No, me too MG. Although I was told I I was rubbish at sport at school ,got poor reports,assumed they knew what the were talking about and gave up trying.

In my 20's a relation talked me into joining the local athletic club and in the first year I won the all rounders cup (decathalon type points competition) then I had kids...…

So never got to ANY level , but was pretty pissed at the gym teacher that discouraged me as I just might have been reasonable, or. Could have had fun trying. I have tried small bore shooting, martial arts, table tennis, and a bit of hill running , but only local level.

What is worrying is that my lack of encouragement was back in the 70's ,and schools seem to have sold off sports grounds since then.

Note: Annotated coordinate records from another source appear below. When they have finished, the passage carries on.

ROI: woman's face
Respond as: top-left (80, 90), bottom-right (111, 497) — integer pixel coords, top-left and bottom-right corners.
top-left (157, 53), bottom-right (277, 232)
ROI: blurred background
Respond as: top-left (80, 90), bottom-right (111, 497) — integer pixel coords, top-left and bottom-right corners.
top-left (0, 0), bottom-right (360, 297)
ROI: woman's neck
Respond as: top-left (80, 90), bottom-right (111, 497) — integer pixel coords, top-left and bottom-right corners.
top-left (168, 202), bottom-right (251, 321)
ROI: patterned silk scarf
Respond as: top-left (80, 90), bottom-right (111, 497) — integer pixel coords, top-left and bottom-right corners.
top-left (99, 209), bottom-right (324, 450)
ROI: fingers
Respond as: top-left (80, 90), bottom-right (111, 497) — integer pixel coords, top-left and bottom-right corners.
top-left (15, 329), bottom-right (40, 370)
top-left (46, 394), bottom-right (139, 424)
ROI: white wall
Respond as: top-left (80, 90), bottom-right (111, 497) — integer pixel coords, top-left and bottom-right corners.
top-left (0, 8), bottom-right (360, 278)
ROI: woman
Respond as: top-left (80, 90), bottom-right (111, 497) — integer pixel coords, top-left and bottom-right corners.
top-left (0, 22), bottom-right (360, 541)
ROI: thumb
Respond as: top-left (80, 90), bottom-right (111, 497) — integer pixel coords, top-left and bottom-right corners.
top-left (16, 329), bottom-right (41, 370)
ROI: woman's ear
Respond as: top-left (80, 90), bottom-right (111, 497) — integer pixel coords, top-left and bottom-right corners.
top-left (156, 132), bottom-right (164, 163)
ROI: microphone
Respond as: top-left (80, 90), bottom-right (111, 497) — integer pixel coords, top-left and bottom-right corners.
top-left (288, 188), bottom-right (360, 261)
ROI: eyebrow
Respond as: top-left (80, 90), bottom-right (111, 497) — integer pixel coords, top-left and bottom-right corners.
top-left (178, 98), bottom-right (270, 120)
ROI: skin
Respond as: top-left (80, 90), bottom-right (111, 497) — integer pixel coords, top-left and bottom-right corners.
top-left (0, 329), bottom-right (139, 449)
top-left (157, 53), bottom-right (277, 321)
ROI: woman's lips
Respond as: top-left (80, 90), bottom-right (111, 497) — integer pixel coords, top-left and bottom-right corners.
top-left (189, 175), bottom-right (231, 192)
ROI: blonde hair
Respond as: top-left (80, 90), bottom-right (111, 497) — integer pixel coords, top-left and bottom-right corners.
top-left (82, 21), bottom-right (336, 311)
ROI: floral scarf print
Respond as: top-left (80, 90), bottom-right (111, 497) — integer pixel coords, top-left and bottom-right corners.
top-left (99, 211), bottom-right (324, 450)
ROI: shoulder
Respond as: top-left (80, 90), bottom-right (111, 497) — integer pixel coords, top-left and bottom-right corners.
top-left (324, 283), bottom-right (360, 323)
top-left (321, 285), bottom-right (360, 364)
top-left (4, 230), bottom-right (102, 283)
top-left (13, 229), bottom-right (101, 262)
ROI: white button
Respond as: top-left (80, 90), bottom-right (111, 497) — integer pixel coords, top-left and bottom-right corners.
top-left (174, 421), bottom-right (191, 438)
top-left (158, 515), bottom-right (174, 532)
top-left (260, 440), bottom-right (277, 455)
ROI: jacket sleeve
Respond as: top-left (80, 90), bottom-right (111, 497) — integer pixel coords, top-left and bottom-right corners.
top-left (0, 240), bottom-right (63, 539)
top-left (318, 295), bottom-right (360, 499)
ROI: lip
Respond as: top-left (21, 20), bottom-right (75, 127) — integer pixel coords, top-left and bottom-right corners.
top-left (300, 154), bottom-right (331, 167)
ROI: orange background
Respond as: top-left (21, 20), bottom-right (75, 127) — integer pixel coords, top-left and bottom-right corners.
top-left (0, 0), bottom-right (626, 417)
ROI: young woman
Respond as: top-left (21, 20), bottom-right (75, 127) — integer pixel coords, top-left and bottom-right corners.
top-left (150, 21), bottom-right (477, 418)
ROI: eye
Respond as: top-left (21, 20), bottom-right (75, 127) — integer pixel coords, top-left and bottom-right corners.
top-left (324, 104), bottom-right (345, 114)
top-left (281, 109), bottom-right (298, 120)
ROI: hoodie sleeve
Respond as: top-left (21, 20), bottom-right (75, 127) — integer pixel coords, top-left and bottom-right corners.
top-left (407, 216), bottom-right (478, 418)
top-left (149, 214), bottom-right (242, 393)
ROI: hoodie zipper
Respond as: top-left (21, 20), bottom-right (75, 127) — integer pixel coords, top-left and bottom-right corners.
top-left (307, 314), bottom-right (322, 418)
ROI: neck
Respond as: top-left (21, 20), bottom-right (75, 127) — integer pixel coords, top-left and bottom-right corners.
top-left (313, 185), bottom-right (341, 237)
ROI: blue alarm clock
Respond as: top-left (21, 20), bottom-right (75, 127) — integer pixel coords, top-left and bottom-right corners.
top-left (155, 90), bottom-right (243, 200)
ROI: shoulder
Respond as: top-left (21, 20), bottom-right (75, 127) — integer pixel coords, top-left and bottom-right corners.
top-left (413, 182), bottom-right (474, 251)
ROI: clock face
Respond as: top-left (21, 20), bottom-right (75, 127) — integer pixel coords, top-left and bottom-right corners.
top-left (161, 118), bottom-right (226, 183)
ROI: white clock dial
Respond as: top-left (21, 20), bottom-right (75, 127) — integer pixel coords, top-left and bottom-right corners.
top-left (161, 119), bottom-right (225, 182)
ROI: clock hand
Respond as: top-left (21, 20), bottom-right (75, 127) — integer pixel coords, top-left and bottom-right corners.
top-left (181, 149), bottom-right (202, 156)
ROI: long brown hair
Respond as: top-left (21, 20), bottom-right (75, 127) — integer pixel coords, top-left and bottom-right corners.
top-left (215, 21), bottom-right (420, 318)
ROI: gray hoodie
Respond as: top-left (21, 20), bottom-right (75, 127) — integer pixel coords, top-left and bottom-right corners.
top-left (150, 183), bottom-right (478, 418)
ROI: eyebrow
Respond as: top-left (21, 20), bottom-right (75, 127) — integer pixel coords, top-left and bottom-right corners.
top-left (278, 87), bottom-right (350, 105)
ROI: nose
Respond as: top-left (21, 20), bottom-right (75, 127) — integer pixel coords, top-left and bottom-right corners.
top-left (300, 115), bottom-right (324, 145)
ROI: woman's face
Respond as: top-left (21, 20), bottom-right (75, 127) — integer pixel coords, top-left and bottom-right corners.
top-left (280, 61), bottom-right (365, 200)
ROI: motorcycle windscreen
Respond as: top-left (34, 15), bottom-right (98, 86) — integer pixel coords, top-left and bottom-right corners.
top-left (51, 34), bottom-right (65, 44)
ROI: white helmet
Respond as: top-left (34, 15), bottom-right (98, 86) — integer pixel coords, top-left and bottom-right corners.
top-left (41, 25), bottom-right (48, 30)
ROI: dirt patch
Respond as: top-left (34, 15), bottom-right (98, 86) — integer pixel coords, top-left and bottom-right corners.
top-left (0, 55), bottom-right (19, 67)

I could not help noticing that even a lot of the kids ,not all, carrying those copper petals at the Olympics looked, well let's just say less than athletes.
(sorry , not trying to be cruel, if there was a story behindthese kids, I would be interested how why they were chosen,)
 ollieollie 01 Aug 2012
In reply to Al Evans: i got to county level swimming as was bloody good, until beer, women got involved, just couldn't deal with training or competing when my mates were all out on the pop with girls, bit of a regret now truth be told. i have alot of respect for these olympians we're watching
 Scrump 01 Aug 2012
In reply to MG: I have been crap at every single sport I have ever tried. I couldnt catch when I was young and I still have terrible coordination. The only times ive done even ok at climbing im pretty sure its taken me at least 1.5x the effort it would take the average person to get to that level.